Since the threat actor used a single-use burner account on Twitter and YouTube to send their message, any high-confidence attribution to specific actor is challenging.
With a reasonable degree of confidence, we can rule out Japanese native hacktivists as their primary interest would more likely be to alert fellow citizens about the government spying, however, they have chosen to use both English and Twitter as their platform.
Furthermore, the devices in question are quite niche and manufactured exclusively for the Japanese market, not even working outside Japan, implying threat actors have a long-term interest in and knowledge of Japanese digital infrastructure. This is not common for hacktivists, and understanding Japanese technology requires reading documentation in technical Japanese, which is among the most difficult written languages to learn.

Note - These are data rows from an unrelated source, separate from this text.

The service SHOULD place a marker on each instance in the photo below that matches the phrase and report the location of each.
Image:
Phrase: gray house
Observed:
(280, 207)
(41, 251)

That said, however, Chinese and Japanese characters often have contextual overlap, facilitating the learning curve.
Admittedly, this is quite a reach, yet considering the context, the smoking gun appears to be pointing towards Chinese threat actors.
The only other mention beyond Nuclear 27’s own social media accounts is on a suspicious Chinese news website iNews – inf[.]news. Browsing the content of the website in both English and Chinese, it is clear that there are discrepancies with the content.
The article in question is written in a very sensational tone without any apparent understanding of cybersecurity, and the related context in which this activity of Nuclear 27 is being reported. A snippet of the article is shown below in Figure 16.
It appears the motivation for this Nuclear 27 stunt is propaganda, designed to both humiliate and expose the Japanese government for hypocrisy. The target audience is the citizens of the parent nation-state and the message appears to call out and juxtapose the overt surveillance and national pollution of China, with the covert surveillance and pollution via radioactive water allegedly occurring in Japan.
In conclusion, Nuclear 27 did not disclose 0-day RCE vulnerability, did not find government backdoors in Japanese network infrastructure, nor did they conduct a large-scale attack wreaking havoc on the Japanese government or organizations.
With medium confidence, we assess that Nuclear 27 is a nation-state threat actor and has conducted a hijacking of environmental hacktivists’ cause for nation-state propaganda purposes, arguably to highlight the ‘pious hypocrisy’ of the Japanese government. This was achieved using old and patched vulnerabilities to quickly deface WebUI login screens of old IoT routers with unpatched firmware, in order to present an illusion of large-scale attack.